Только Груздев, как и Самедов, жил бобылем, да Зарифа оставалась бездетной в своем безрадостном замужестве, ярмо которого несла не по привычке, а просто потому, что не хотела снова вызывать толки и привлекать ревнивое внимание Наджии. Но она еще ждала чего-то яркого, радостного, какой-то хорошей перемены в личной жизни, иногда места не находила от тоски по Ярулле и особенно остро сожалела о своей несчастливой женской доле, глядя на чужих детишек: уходит молодость, все скучнее сидеть у домашнего очага с растолстевшим Магасумовым.

Обвеянная за день всеми ветрами, спит Зарифа после работы, раскинув руки, разметав по подушке стриженые волосы, и даже во сне радуется, что нет рядом мужа: ревизия нагрянула в сельпо.

Проснулась она, когда кто-то во дворе загремел колодезной цепью, полежала с минуту, щуря влажно блестевшие глаза: вставать, не вставать — впереди целый вечер свободный, а даже поговорить не с кем. Все-таки поднялась, лениво причесалась, с той же несвойственной ей медлительностью надела платье, и сразу потянуло к Низамовым — поиграть с детишками, может быть, с Яруллой словом-другим перекинуться. Наджия до сих пор не знает, какой огонь горит в сердце Зарифы, но по-женски настороженно следит за каждым ее шагом — уж очень смело разговаривает трактористка с посторонними мужчинами.

Зарифа теперь член партии; потрогала партийный билет, лежавший во внутреннем кармане жакетки, пристегнутом для верности булавкой, и сразу спокойнее стало на душе: «Пусть не сложилось личное счастье, зато я в коллективе нужный человек; Наджия семьей довольна, но без всякого понятия о делах общественных. Скупая ты, судьба человеческая, любую малость приходится у тебя с боем брать!»

Шагает Зарифа по деревенской улице… Ветер несет ей навстречу запах полыни и свежевыпеченного хлеба. Урожай в этом году шумит по всей стране. Даже по дорогам желтеет зерно, утекшее при перевозке. Тучи воробьев и ожиревших голубей взлетают почти из-под колес. А деревня с виду почти не изменилась. Правда, на окраине растет фундамент большого здания — клуб! Заложен по почину нефтяников. И коровник каменный построен в колхозе с перекрытиями из стальных труб, доставленных буровиками.
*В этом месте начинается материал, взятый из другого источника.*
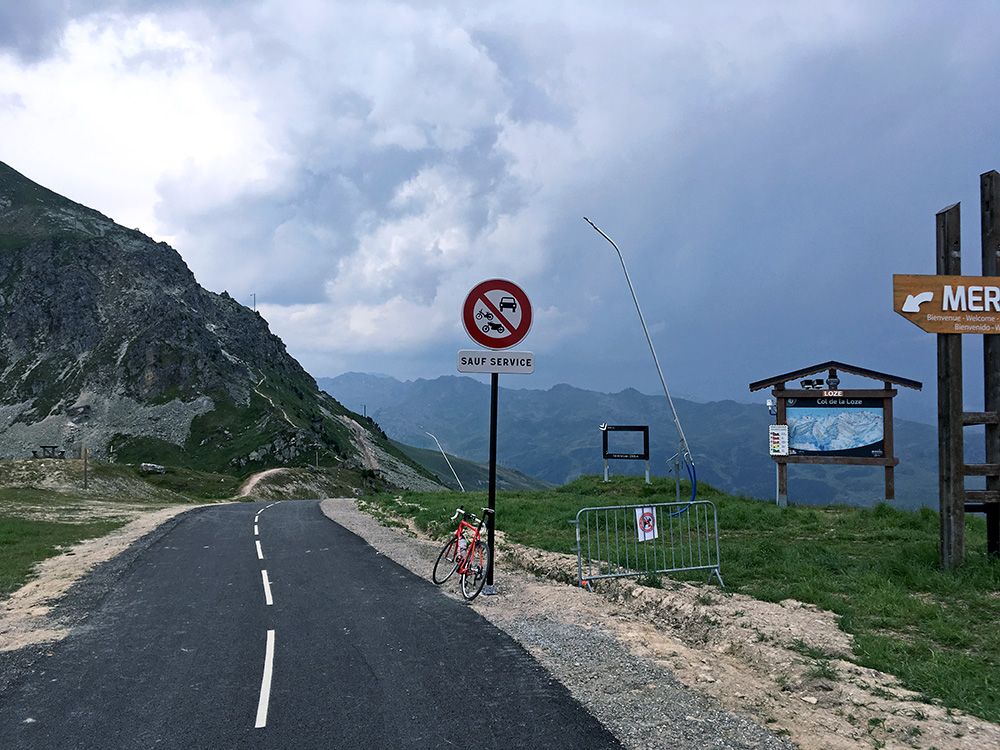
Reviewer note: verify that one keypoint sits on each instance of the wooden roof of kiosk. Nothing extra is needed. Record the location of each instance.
(778, 381)
(888, 460)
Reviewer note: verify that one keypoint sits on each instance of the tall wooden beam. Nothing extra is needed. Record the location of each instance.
(989, 192)
(951, 484)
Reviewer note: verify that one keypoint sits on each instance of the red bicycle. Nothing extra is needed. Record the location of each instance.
(470, 556)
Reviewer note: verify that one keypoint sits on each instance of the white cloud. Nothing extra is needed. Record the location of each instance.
(124, 104)
(361, 165)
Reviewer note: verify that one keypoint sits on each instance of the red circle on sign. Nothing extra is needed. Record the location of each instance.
(647, 522)
(497, 314)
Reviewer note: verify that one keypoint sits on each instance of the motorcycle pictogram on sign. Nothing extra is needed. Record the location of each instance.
(497, 314)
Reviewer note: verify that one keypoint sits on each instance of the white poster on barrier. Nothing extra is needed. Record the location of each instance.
(645, 524)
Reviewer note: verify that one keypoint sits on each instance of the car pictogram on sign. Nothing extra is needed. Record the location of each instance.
(497, 314)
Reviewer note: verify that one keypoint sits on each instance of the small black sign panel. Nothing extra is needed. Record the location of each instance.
(644, 429)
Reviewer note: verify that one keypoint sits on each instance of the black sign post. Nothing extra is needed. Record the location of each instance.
(644, 456)
(496, 315)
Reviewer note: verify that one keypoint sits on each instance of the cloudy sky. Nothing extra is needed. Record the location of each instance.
(359, 167)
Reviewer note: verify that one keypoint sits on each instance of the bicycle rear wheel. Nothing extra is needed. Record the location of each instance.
(474, 576)
(446, 563)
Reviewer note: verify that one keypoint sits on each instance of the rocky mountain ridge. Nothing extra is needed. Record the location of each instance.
(108, 341)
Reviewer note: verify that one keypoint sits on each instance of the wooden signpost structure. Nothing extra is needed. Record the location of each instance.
(821, 395)
(951, 305)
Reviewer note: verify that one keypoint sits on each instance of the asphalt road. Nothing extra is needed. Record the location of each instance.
(270, 626)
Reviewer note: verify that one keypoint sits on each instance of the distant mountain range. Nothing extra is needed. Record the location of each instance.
(555, 436)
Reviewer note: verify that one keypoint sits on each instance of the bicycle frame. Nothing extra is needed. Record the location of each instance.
(465, 553)
(463, 526)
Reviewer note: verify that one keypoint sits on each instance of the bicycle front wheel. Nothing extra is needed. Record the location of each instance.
(446, 563)
(474, 576)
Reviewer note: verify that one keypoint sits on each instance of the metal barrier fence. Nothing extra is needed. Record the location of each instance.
(632, 540)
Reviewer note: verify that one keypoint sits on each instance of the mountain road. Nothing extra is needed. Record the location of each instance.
(260, 625)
Может, расточительство это, трубы-то, зато камня плитняка в здешних местах природа заготовила предостаточно. Зарифу радует вид коровника — настоящий дворец у околицы. Там крылечко светлеет, тут новый сруб возводится, пока это отдельные проблески. Настороженно, даже враждебно смотрят на гремящую, стреляющую дымом вышку древние покосившиеся избы. Совсем другое в юных городах, рожденных нефтью, где все закладывается сразу: прямые улицы многоэтажных домов, дворцы культуры, аллеи, парки, стадионы.
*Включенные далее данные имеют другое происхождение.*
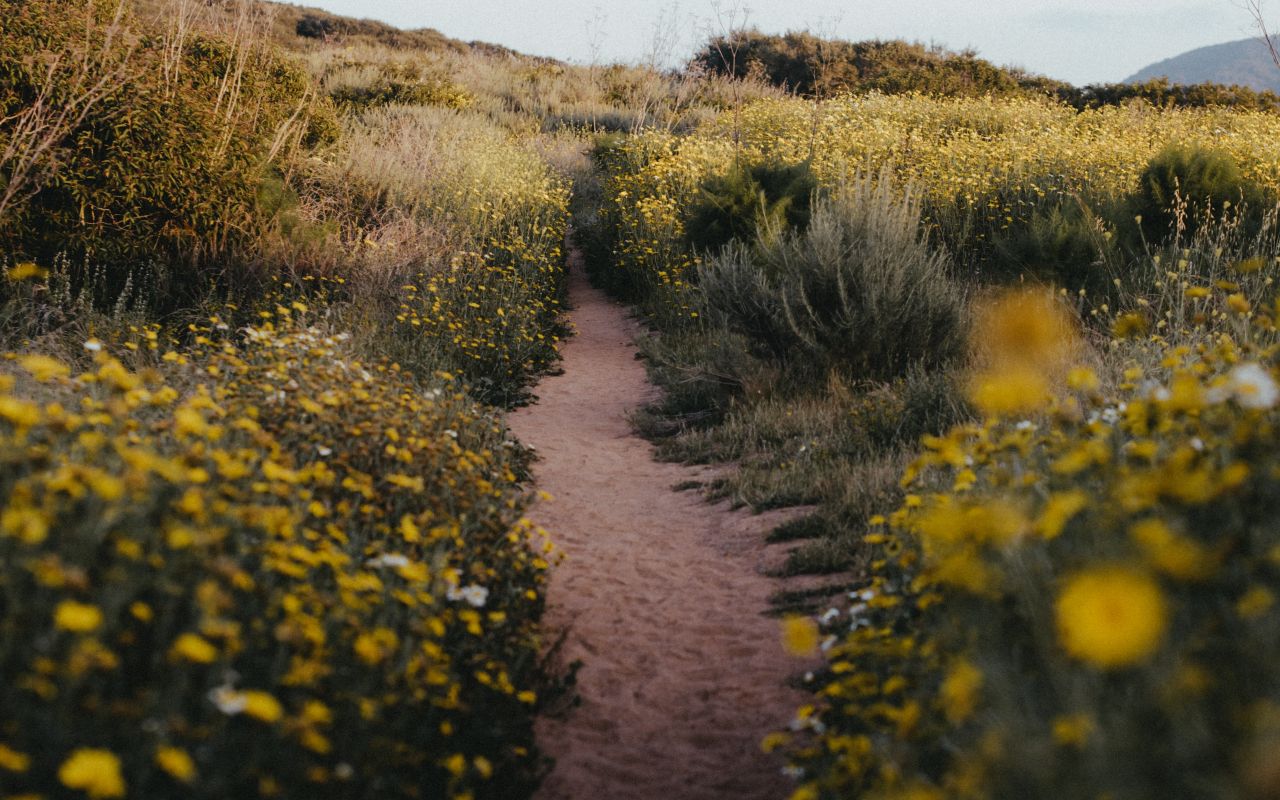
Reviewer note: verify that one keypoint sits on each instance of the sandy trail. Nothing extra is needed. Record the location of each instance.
(661, 593)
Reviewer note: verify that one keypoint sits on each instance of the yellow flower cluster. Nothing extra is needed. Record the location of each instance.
(982, 164)
(1083, 575)
(261, 568)
(1077, 598)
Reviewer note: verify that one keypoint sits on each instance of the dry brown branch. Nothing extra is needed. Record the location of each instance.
(74, 82)
(1260, 22)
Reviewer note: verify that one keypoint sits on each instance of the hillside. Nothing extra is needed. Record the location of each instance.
(1244, 63)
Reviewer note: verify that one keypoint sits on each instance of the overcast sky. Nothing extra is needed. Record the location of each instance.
(1083, 41)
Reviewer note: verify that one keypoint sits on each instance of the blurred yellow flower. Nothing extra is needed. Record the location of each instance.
(261, 705)
(1255, 602)
(44, 368)
(77, 617)
(95, 772)
(1073, 730)
(1170, 553)
(12, 760)
(1111, 616)
(195, 649)
(1009, 392)
(800, 636)
(1028, 328)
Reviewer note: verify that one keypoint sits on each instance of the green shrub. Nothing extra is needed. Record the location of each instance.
(746, 200)
(243, 576)
(165, 165)
(860, 291)
(1068, 245)
(1185, 186)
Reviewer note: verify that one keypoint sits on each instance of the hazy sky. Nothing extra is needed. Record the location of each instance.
(1082, 41)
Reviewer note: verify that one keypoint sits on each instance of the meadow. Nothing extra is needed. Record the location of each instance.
(273, 279)
(1018, 362)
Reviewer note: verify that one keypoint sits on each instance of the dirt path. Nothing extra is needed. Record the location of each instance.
(661, 593)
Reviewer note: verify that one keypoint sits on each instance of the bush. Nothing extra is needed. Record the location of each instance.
(1066, 245)
(860, 291)
(274, 571)
(748, 200)
(164, 165)
(1185, 186)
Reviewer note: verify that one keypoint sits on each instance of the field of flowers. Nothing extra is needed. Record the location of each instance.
(1075, 592)
(261, 567)
(277, 549)
(983, 165)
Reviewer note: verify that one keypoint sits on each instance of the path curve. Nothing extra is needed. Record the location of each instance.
(661, 593)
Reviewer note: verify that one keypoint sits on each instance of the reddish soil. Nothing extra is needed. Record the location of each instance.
(661, 594)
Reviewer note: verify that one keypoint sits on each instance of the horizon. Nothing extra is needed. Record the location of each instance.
(1093, 41)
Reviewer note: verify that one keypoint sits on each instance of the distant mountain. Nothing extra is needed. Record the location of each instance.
(1243, 63)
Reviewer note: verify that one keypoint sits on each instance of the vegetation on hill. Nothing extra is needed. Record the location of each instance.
(272, 275)
(810, 65)
(1022, 365)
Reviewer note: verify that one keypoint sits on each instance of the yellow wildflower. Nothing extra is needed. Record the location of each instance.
(1111, 616)
(12, 760)
(44, 368)
(1256, 602)
(800, 636)
(1073, 730)
(95, 772)
(192, 648)
(1009, 391)
(77, 617)
(261, 705)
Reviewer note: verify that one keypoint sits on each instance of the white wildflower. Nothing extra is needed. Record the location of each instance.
(1253, 387)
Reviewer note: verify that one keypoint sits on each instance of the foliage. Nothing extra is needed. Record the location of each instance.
(1162, 94)
(401, 85)
(1185, 186)
(748, 200)
(460, 246)
(165, 167)
(812, 65)
(1069, 245)
(859, 292)
(264, 568)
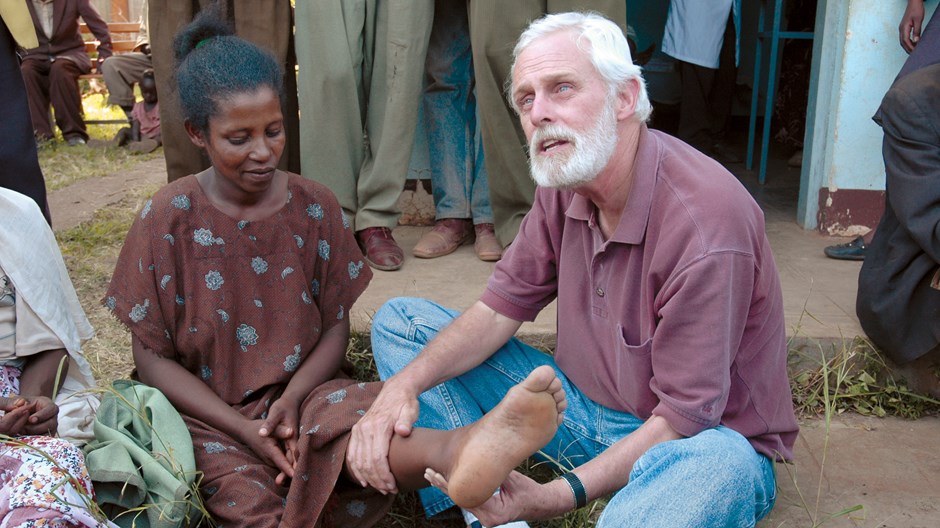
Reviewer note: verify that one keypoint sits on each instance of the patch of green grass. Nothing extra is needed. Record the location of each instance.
(852, 377)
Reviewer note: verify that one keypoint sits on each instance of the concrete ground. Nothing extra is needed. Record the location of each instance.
(889, 467)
Добраться бы скорее разведке до границ Татарии! Катит там свои воды пограничная река Ик. Лесистые горы громоздятся на башкирском берегу, голые степи раскинулись на татарской стороне. Серые деревни приникли к черной земле, изглоданной суховеями. Шуршит солома взъерошенных крыш, колеса по ступицу тонут на бездорожье: осенью в грязи, летом в пыли. Побывала уже там Зарифа, всем сердцем почуяла напряженную тоску тысячелетнего ожидания: дайте и нам хорошую жизнь!
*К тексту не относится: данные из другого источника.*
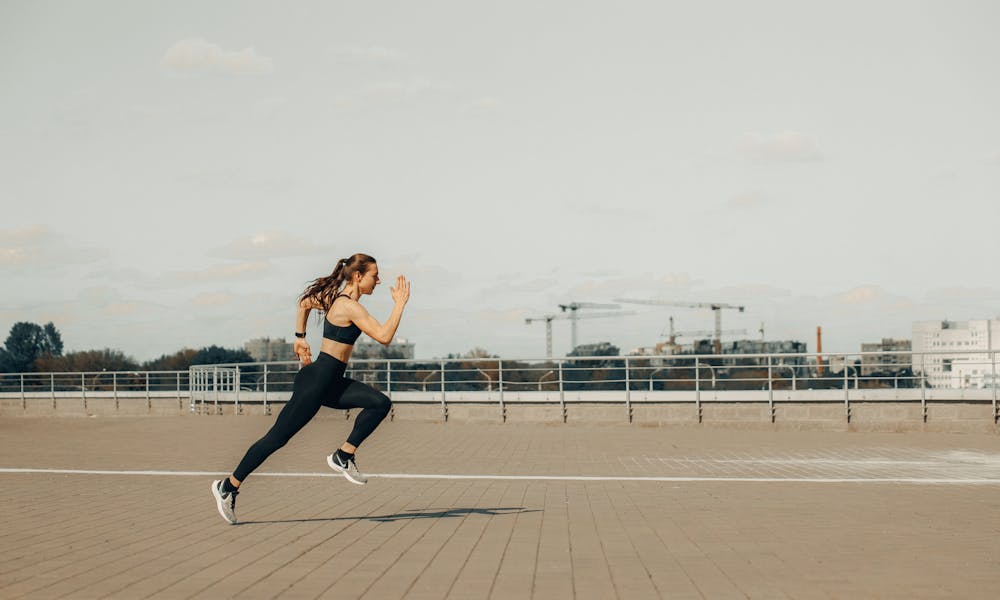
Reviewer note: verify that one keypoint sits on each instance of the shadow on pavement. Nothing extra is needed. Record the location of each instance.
(425, 513)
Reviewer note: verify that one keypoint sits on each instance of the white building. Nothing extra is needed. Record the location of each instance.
(368, 349)
(955, 354)
(893, 356)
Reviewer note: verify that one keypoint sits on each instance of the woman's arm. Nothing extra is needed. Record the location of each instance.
(301, 346)
(382, 332)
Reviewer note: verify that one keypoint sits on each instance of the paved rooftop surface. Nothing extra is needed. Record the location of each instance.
(121, 507)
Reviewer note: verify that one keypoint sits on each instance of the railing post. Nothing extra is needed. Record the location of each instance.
(697, 387)
(388, 388)
(238, 381)
(628, 391)
(562, 395)
(770, 387)
(267, 411)
(847, 399)
(503, 407)
(444, 404)
(993, 363)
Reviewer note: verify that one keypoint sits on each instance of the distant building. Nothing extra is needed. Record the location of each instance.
(369, 349)
(598, 349)
(268, 350)
(893, 357)
(955, 354)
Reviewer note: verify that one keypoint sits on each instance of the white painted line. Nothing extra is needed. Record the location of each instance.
(668, 479)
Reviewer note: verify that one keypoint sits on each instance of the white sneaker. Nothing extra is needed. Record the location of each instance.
(225, 502)
(348, 469)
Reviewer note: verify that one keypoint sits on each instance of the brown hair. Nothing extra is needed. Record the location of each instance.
(325, 289)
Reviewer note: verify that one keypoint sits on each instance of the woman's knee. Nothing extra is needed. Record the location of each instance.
(382, 403)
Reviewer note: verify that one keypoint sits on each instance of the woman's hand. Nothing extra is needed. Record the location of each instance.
(302, 351)
(401, 293)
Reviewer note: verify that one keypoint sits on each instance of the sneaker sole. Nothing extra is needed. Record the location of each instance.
(343, 471)
(218, 503)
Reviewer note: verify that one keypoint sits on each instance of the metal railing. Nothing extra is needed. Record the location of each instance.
(955, 375)
(970, 375)
(95, 384)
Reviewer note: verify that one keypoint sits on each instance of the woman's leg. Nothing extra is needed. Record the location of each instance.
(374, 404)
(307, 395)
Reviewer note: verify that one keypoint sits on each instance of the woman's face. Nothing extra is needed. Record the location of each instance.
(369, 280)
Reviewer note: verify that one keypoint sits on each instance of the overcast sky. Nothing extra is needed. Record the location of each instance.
(173, 173)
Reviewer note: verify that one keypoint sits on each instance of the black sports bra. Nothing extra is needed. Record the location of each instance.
(345, 335)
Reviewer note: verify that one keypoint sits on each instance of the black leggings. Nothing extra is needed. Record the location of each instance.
(321, 383)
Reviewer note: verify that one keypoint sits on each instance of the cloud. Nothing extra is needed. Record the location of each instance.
(236, 271)
(482, 107)
(391, 92)
(266, 245)
(394, 91)
(747, 200)
(196, 56)
(37, 247)
(860, 295)
(787, 146)
(953, 294)
(357, 54)
(213, 299)
(599, 289)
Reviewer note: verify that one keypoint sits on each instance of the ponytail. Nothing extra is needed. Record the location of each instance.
(325, 289)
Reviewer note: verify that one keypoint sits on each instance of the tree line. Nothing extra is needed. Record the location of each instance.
(34, 348)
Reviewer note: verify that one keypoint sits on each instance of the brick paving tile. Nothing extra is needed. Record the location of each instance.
(792, 533)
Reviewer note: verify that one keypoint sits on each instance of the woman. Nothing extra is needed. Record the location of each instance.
(322, 383)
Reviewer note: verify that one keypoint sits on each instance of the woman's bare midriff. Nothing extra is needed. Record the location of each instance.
(338, 350)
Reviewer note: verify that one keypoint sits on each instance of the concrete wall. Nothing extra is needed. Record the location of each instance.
(876, 410)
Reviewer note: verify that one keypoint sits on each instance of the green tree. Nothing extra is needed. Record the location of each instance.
(178, 361)
(28, 342)
(214, 355)
(87, 361)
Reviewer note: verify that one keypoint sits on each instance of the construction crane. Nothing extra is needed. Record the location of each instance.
(572, 307)
(715, 306)
(573, 317)
(676, 334)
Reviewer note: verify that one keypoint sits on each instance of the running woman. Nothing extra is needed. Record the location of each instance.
(322, 383)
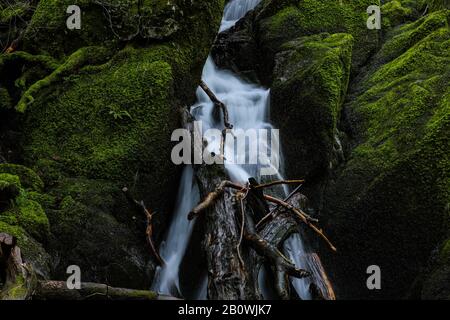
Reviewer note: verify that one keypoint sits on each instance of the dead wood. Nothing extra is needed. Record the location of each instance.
(149, 229)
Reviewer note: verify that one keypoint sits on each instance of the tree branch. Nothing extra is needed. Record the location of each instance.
(149, 230)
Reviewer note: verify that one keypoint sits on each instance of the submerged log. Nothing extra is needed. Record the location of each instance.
(57, 290)
(20, 282)
(227, 279)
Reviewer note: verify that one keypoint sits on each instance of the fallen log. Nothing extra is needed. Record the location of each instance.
(20, 282)
(57, 290)
(227, 280)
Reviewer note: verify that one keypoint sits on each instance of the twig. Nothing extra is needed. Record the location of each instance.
(276, 183)
(270, 214)
(303, 216)
(149, 230)
(212, 197)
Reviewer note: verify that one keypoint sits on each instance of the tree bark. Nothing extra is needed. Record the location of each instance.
(227, 280)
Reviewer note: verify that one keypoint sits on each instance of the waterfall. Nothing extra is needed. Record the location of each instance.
(248, 107)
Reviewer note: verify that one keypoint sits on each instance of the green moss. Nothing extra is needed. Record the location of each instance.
(22, 210)
(32, 251)
(48, 34)
(79, 58)
(444, 255)
(400, 40)
(395, 188)
(317, 69)
(9, 184)
(5, 99)
(12, 10)
(394, 13)
(312, 17)
(435, 5)
(28, 178)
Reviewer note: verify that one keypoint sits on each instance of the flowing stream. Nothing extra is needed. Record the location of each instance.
(248, 107)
Праздник байрам! Звенят серебром веселые гусли. Любят в Башкирии гусляров! В великом почете тальянка. Молодежь гуляет. Сегодня трудно найти охотников на клубный воскресник, но нефтяники — народ упорный, и клуб в селе они достроят.

Легко ступает Зарифа по деревенским тропочкам, но чем ближе к избе, где квартируют Низамовы, тем тяжелее, сбивчивее становится ее шаг. И все-таки она идет к заветному порогу, тихо входит в горницу. Минсулу с разбегу повисает на ней, крепко обхватывает тонкими ручонками.

— Мама зуб сломала, — торопливо сообщает она, запрокидывая головку, отягощенную массой волос, заплетенных в тугую косу. — Пряником сломала. Ахмадша хочет ей зуб от коровы вставить.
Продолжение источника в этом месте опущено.